The policy statement contains the principles and policies that guide how Islands Trust Council interprets and implements its provincial mandate “to preserve and protect the unique amenities and environment of the Islands Trust Area.” It also guides how individual island communities develop their official community plans and land-use bylaws. 

With the most recent policy statement created in 1994, the Trust’s programs committee has been working to update the document with specific goals of addressing the climate crisis and the Trust’s commitment to reconciliation with local First Nations, and to better manage housing needs.

Galiano trustee Tahirih Rockafella raised the failed motion to advance first reading, arguing issues like climate change, the housing crisis and First Nations reconciliation cannot wait. 

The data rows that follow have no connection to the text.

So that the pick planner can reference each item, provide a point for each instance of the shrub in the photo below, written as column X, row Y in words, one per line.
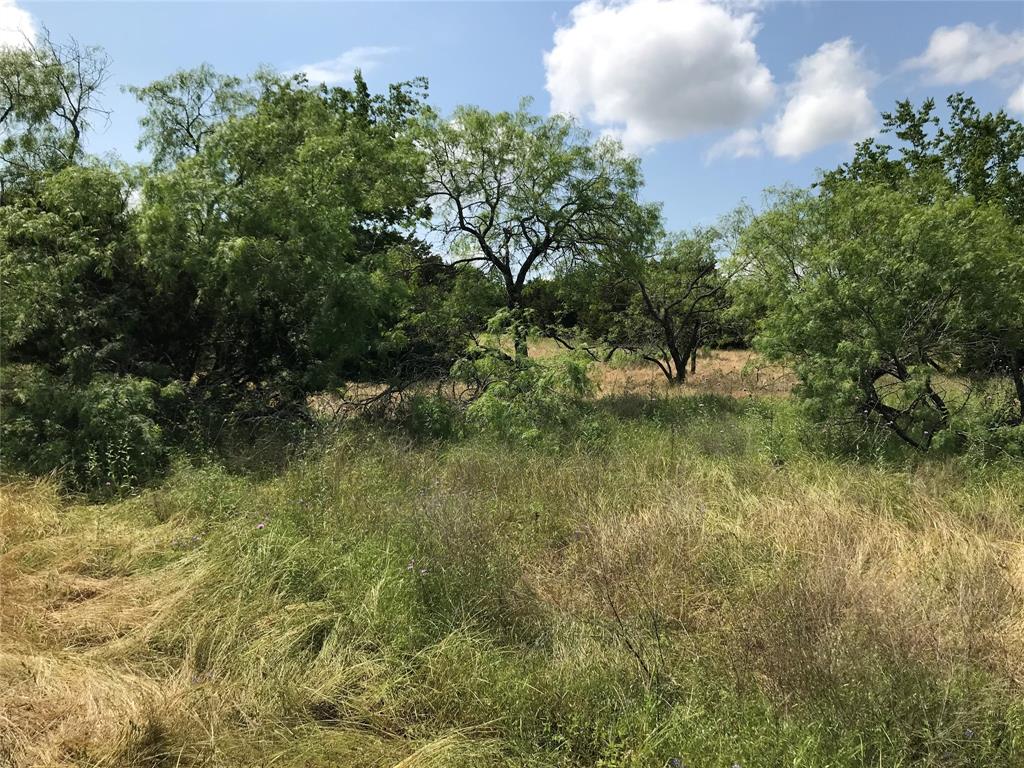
column 101, row 436
column 529, row 400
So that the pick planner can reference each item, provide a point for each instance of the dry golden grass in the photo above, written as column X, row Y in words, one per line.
column 126, row 641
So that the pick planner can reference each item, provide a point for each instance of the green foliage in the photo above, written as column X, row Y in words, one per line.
column 529, row 400
column 273, row 240
column 48, row 101
column 659, row 306
column 880, row 301
column 184, row 109
column 515, row 193
column 101, row 436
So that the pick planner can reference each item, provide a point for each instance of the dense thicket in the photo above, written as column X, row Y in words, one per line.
column 896, row 289
column 288, row 239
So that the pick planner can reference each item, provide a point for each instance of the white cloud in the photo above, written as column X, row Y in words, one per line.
column 967, row 52
column 340, row 69
column 1016, row 101
column 828, row 102
column 16, row 26
column 655, row 70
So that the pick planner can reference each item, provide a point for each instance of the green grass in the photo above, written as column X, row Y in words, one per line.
column 696, row 583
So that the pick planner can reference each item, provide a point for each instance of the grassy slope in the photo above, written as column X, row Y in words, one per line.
column 679, row 592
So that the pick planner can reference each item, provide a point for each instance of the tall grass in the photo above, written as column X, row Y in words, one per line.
column 696, row 588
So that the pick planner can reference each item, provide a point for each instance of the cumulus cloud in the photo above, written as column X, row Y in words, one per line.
column 1016, row 102
column 828, row 101
column 968, row 52
column 656, row 70
column 16, row 26
column 340, row 69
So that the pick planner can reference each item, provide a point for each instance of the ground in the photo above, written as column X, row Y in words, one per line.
column 694, row 586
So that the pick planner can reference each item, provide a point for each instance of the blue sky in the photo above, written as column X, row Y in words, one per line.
column 720, row 100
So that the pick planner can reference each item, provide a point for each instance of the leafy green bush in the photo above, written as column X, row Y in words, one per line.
column 529, row 400
column 430, row 417
column 101, row 436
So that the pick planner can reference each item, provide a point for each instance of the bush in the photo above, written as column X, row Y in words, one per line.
column 101, row 436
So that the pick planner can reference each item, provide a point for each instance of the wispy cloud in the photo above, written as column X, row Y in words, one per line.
column 340, row 69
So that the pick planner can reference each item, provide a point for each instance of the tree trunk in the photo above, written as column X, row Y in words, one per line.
column 1017, row 374
column 679, row 361
column 518, row 327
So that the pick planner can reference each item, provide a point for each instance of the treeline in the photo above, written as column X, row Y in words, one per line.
column 288, row 239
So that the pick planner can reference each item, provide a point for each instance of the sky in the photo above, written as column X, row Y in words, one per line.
column 721, row 99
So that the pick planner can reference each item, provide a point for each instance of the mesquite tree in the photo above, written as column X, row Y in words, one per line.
column 514, row 193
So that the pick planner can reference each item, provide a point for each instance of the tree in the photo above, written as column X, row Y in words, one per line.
column 271, row 246
column 873, row 297
column 48, row 100
column 662, row 307
column 515, row 193
column 184, row 109
column 980, row 155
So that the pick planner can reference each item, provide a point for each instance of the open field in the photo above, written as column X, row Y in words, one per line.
column 694, row 587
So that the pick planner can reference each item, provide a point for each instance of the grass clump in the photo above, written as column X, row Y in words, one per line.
column 701, row 589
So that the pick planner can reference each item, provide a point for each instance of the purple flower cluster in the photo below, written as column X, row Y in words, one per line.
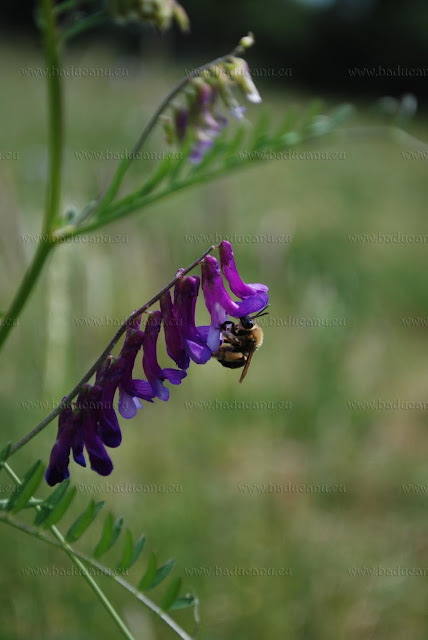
column 91, row 422
column 201, row 117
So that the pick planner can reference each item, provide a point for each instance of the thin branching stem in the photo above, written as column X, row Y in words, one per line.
column 53, row 189
column 83, row 571
column 111, row 191
column 6, row 519
column 67, row 400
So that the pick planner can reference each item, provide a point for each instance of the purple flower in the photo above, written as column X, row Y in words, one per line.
column 220, row 304
column 130, row 390
column 155, row 375
column 172, row 332
column 98, row 457
column 108, row 379
column 231, row 274
column 193, row 339
column 69, row 438
column 205, row 123
column 78, row 427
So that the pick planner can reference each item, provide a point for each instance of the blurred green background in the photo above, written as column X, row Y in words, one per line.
column 311, row 435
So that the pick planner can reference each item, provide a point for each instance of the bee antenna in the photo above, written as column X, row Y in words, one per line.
column 260, row 313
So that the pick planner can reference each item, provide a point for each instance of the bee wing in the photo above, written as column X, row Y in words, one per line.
column 247, row 363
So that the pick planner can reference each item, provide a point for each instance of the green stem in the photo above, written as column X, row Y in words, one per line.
column 53, row 190
column 10, row 319
column 105, row 570
column 51, row 45
column 110, row 193
column 82, row 569
column 67, row 400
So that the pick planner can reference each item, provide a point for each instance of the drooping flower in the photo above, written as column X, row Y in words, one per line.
column 160, row 13
column 98, row 457
column 220, row 304
column 193, row 339
column 78, row 428
column 230, row 272
column 131, row 391
column 201, row 117
column 91, row 423
column 206, row 126
column 69, row 438
column 174, row 346
column 155, row 375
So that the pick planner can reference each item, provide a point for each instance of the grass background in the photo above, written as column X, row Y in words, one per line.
column 211, row 451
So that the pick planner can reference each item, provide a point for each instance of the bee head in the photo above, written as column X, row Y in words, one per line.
column 246, row 322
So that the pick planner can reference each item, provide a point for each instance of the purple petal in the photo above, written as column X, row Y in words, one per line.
column 199, row 352
column 174, row 376
column 127, row 407
column 218, row 317
column 230, row 272
column 143, row 390
column 214, row 289
column 172, row 333
column 253, row 304
column 160, row 390
column 69, row 424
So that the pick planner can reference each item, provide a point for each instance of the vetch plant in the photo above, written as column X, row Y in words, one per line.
column 196, row 118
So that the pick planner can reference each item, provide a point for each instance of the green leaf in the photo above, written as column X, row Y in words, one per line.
column 60, row 508
column 29, row 485
column 109, row 536
column 80, row 525
column 131, row 552
column 340, row 114
column 289, row 122
column 4, row 453
column 150, row 574
column 182, row 603
column 47, row 506
column 127, row 552
column 261, row 135
column 161, row 574
column 171, row 594
column 236, row 141
column 314, row 109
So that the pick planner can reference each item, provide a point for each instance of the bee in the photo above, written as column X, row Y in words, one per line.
column 240, row 340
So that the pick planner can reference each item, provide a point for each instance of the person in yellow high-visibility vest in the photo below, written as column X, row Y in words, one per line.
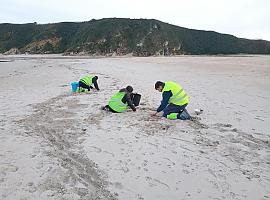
column 87, row 81
column 174, row 100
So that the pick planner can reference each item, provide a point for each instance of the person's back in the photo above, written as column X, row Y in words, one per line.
column 120, row 101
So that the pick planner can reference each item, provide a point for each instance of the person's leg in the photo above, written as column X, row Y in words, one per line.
column 83, row 85
column 171, row 108
column 173, row 111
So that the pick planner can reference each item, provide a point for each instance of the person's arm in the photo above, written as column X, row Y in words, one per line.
column 165, row 100
column 129, row 101
column 95, row 84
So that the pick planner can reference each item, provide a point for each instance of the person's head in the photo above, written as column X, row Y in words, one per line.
column 95, row 78
column 159, row 86
column 129, row 89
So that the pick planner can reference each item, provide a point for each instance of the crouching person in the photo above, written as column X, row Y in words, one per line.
column 174, row 100
column 121, row 101
column 86, row 83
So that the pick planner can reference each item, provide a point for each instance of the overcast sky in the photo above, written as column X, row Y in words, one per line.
column 242, row 18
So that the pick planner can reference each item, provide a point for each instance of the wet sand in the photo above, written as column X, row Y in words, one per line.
column 58, row 145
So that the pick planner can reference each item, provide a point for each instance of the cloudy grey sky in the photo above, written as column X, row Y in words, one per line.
column 242, row 18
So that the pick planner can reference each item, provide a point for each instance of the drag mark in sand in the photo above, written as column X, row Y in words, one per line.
column 55, row 121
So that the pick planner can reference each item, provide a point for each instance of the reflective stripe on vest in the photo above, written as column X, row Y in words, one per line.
column 177, row 98
column 87, row 80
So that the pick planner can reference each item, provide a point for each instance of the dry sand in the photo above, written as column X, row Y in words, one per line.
column 59, row 145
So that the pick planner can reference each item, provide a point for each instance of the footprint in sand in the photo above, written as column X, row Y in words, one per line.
column 94, row 149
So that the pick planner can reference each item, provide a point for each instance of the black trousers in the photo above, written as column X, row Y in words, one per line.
column 83, row 85
column 107, row 107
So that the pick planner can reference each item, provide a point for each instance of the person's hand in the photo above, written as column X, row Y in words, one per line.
column 154, row 114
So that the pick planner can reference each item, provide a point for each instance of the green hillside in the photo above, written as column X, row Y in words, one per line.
column 141, row 37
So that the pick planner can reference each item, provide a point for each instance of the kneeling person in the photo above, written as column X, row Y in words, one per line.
column 87, row 81
column 121, row 101
column 174, row 100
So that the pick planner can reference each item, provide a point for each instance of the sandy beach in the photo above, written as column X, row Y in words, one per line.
column 55, row 144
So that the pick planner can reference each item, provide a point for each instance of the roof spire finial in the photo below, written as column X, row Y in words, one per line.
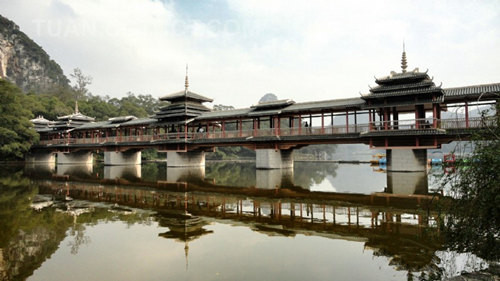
column 186, row 82
column 404, row 64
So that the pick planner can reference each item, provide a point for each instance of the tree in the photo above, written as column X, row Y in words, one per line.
column 473, row 218
column 82, row 81
column 16, row 132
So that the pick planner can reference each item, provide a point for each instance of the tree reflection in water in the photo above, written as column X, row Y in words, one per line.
column 407, row 236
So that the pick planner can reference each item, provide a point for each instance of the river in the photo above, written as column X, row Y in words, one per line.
column 227, row 221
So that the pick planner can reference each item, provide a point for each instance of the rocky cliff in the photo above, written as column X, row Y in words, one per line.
column 25, row 63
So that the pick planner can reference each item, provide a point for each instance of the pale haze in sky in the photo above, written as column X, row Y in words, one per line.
column 239, row 50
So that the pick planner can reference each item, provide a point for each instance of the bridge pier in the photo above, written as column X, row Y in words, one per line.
column 117, row 158
column 273, row 158
column 77, row 157
column 186, row 159
column 406, row 160
column 41, row 157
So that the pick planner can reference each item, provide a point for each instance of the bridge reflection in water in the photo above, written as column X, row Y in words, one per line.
column 399, row 226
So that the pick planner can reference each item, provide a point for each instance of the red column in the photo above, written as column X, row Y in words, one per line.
column 300, row 124
column 347, row 121
column 466, row 115
column 417, row 122
column 322, row 123
column 434, row 115
column 370, row 125
column 241, row 127
column 386, row 119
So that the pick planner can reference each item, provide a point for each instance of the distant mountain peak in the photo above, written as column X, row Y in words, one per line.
column 25, row 63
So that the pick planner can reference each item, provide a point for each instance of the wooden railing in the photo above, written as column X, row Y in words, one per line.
column 419, row 124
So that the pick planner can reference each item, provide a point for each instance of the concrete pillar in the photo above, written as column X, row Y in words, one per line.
column 41, row 157
column 407, row 183
column 123, row 171
column 185, row 159
column 274, row 178
column 406, row 160
column 131, row 157
column 274, row 159
column 78, row 157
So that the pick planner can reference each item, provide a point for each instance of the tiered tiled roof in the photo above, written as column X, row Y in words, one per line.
column 41, row 124
column 182, row 105
column 73, row 120
column 404, row 88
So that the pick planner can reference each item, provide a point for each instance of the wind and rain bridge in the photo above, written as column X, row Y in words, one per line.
column 404, row 113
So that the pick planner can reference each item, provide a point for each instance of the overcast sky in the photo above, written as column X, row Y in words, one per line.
column 238, row 50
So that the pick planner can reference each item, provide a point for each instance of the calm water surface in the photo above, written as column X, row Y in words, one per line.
column 228, row 221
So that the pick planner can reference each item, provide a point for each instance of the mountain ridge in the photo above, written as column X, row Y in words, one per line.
column 25, row 63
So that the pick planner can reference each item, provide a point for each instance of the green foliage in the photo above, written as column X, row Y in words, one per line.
column 473, row 218
column 16, row 132
column 81, row 82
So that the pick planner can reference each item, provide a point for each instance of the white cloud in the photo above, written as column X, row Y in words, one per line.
column 297, row 49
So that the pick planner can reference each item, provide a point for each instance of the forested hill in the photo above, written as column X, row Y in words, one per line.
column 25, row 63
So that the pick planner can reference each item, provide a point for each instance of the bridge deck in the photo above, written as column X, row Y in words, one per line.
column 446, row 129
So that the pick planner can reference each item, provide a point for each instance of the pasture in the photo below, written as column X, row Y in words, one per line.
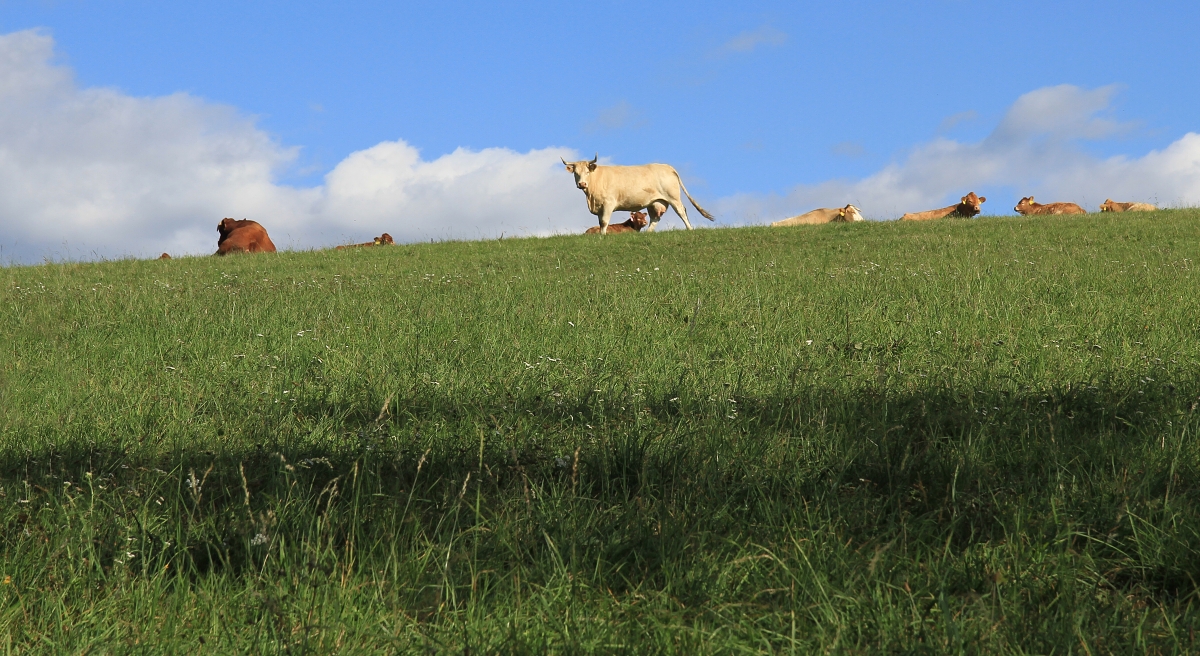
column 963, row 435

“People are asking for a pause in the process and I think many of those people possibly are not fully aware of the process, and I don’t fault them for it because it’s not an exciting process to go through. However, I do believe that as trustees we can walk our communities through this process and fully engage, especially since now we have these people at the table and they’re very excited to fully participate,” Rockafella said. 

Salt Spring trustees Laura Patrick and Peter Grove both spoke earlier in the day about the clear preference on their island to wait for first reading. Patrick further noted in discussion of the motion to proceed a power outage the evening before had prevented many southern Gulf Island residents from speaking at a town hall session scheduled on Zoom. She also wanted to propose amendments to the draft.

“I can’t support giving first reading — I would support waiting until December,” Patrick said.

South Pender trustee Cameron Thorn asserted his belief that by listening to islanders now, the Islands Trust will potentially gain more buy-in and a far smoother pathway to final adoption of a new policy statement later on. 

“Rushing this will just divide communities and alienate people who might otherwise be part of this process,” agreed Bowen trustee Michael Kaile.

Trust Programs Committee chair Deb Morrison introduced several alternative possible motions during council’s morning session to defer first reading until December and to circulate a working draft to the public and to referral agencies in the meantime, while local Trust committees support more public engagement in their own communities. 

Debate on the project timeline and consultation methods continued during the afternoon session.